La gente è convinta che il troppo colesterolo che circola nel sangue sia la causa dell'irrigidimento delle pareti arteriose e dell'aterosclerosi.
Oggi, fortunatamente, visto che molta gente che segue una dieta a basso contenuto di colesterolo, vengono prese in considerazione altre ipotesi:
L'aterosclerosi potrebbe essere la conseguenza di processi lesivi infiammatori a carico delle pareti delle arterie dovute a: tossine, microbi, fumo di sigaretta, sostanze chimiche, ipertensione e più di tutti radicali liberi.
i danni alle pareti provocano e favoriscono la coagulazione del sangue e il rilascio di fattori che stimolano la crescita delle cellule muscolari.
Nella zna lesa che prende il nome appunto di placca si "ammucchia" una miscela composta da tessuto cicatriziale, calcio, piastrine, colesterolo e trigliceridi.
il tessuto fibroso forma il grosso della placca, il calcio la irrigidisce, le cellule danneggiate producono altri radicali liberi perpetuando la crescita della placca.
Siccome le le forti fibre muscolari delle arterie impediscono lo sviluppo della placca verso l'esterno questa cresce verso l'interno occludendo il lume dell'arteria.
Il colesterolo che si trova nella placca è già ossidato e non ha niente a che vedere con quello che circola nel sangue, è molto pericoloso ed è capace di danneggiare ulteriormente le cellule dei vasi.
L'ossidazone è la conseguenza del processo infiammatorio.
Inoltre è probabile che questo colesterolo sia sintetizzato localmente e non trasportato dal sangue.

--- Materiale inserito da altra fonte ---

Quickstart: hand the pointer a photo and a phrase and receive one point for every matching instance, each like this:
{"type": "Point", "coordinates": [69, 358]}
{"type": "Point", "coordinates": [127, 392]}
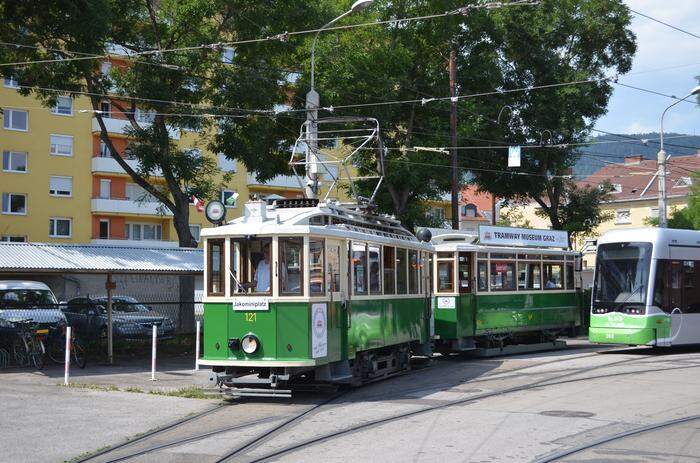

Da "Mangia grasso e vivi bene" - Perugini Billi
Nel cibo che consumiamo giornalmente non c'è abbastanza colesterolo per i bisogni del nostro organismo.
La restante parte viene sintetizzata continuamente soprattutto dal fegato a partire da una molecola base che è un prodotto del metabolismo dei cho, delle proteine e dei grassi.
Il colesterolo da forma e rigidità alla cellula.
Da questo dipende la capacità della cellula di difendersi da aggressioni microbiche.
Fa parte della struttura dei recettori di membrana che servono per gli scambi di sostanze e informazioni tra la cellula e l'ambiente esterno.
Assolve alle indispensabili funzioni di riparazione tissutale.